Oder der Fahrkartenautomat der U- Bahn nimmt meinen Zehner nicht an, und wenn ich es dann endlich doch geschafft habe, meine Fahrkarte zu ziehen und atemlos auf dem Bahnsteig ankomme, dann fährt die Bahn gerade los. Und der Mann im Kiosk weiß nicht, wovon ich spreche, als ich meine monatliche Lieblingszeitschrift zur Überbrückung der Wartezeit kaufen will. Doch da fällt mir ein, ich hab ja noch meinen Walkman dabei. Also die Drei rein, Kopfhörer auf und „play“. Wieso geht der nicht? Kann nicht sein, den hab ich erst vor ein paar Monaten zum Geburtstag bekommen – und akribisch darauf geachtet, dass er ja nicht runterfällt. Moment mal, vielleicht ist das Problem einfach zu lösen: Und tatsächlich: im Beeil-Stress vergessen, neue Batterien einzulegen... Die Bahn kommt und mir bleibt also nichts anderes übrig als völlig beschäftigungslos, quasi nackt, loszufahren. In der Bahn entpuppt sich dann natürlich der Fahrgast, der ausgerechnet neben mir sitzt, als stinkender Schnacker bei dem es sich zwar weghören, aber unmöglich wegriechen lässt ... Die Bahn ist voll, ein anderer Platz nicht in Sicht. Aber natürlich habe ich vollstes Verständnis dafür, dass bei dem heutigen Deoangebot die Auswahl manchmal schwer fällt. Und dass man sich dann schon mal für gar keines entscheidet. Kein Problem, ich fall‘ gleich nur in Ohnmacht. Irgendwann geht auch diese Bahnfahrt zu Ende und ich entschließe mich, einen leckeren Kaffee zu kaufen. So ein Latte kann den Tag zum Guten wenden. Nur: Der Euro kam und mein Kaffee kostete prompt fast das Doppelte, während alle anderen Kaffees mit 10 Cent davonkamen: „im Zuge der Euroumstellung“, schließlich sind die Kosten erheblich höher geworden. Vielleicht flippe ich gleich mal aus: So „im Zuge der Euroumstellung“, schließlich kostet mich das Ganze erheblich mehr Nerven... Ich lache trotzdem noch. Solange man nicht zweimal hintereinander beim Schwarzfahren erwischt wird, lässt sich akzeptieren, dass der Ironie ein großer Platz im Leben gebührt.

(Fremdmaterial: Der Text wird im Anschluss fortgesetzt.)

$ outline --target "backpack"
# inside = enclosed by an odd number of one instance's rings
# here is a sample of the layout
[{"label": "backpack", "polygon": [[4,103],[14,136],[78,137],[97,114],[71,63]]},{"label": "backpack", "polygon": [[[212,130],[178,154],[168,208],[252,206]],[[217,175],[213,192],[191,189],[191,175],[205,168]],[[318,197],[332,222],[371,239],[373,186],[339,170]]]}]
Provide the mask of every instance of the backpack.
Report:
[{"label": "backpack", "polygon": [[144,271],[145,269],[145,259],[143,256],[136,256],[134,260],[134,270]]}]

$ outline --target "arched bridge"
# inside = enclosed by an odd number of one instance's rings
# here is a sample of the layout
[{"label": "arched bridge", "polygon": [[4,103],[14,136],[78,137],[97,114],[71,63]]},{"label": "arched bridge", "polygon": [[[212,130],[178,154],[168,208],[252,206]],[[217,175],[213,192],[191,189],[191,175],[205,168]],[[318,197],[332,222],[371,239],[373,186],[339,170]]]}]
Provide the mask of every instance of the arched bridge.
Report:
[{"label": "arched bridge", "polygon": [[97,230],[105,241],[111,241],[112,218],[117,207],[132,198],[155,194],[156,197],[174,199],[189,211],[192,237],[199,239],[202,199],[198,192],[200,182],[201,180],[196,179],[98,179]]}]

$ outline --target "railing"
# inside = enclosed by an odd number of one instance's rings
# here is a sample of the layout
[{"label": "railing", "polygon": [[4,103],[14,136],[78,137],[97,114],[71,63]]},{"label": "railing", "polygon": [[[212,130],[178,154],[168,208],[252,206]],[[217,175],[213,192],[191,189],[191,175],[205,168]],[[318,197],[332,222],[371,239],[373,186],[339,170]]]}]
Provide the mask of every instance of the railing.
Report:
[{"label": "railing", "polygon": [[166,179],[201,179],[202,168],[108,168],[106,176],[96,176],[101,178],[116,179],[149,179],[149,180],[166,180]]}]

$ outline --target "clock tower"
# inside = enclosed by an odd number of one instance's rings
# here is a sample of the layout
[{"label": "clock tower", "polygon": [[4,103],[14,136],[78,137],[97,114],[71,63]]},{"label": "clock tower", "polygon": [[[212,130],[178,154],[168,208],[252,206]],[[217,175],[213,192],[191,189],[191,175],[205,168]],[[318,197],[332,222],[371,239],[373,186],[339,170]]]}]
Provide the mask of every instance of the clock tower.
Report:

Nachdem drei Familien vor mir ihren Großeinkauf bezahlt haben, bin auch ich jetzt endlich an der Reihe, um meine eine kleine Buttermilch zu bezahlen. Und gleich setzte ich mich dann ins Auto und fahre nur über grüne Ampeln nach Hause, denn schließlich hab ich es jetzt ja auch nicht mehr eilig...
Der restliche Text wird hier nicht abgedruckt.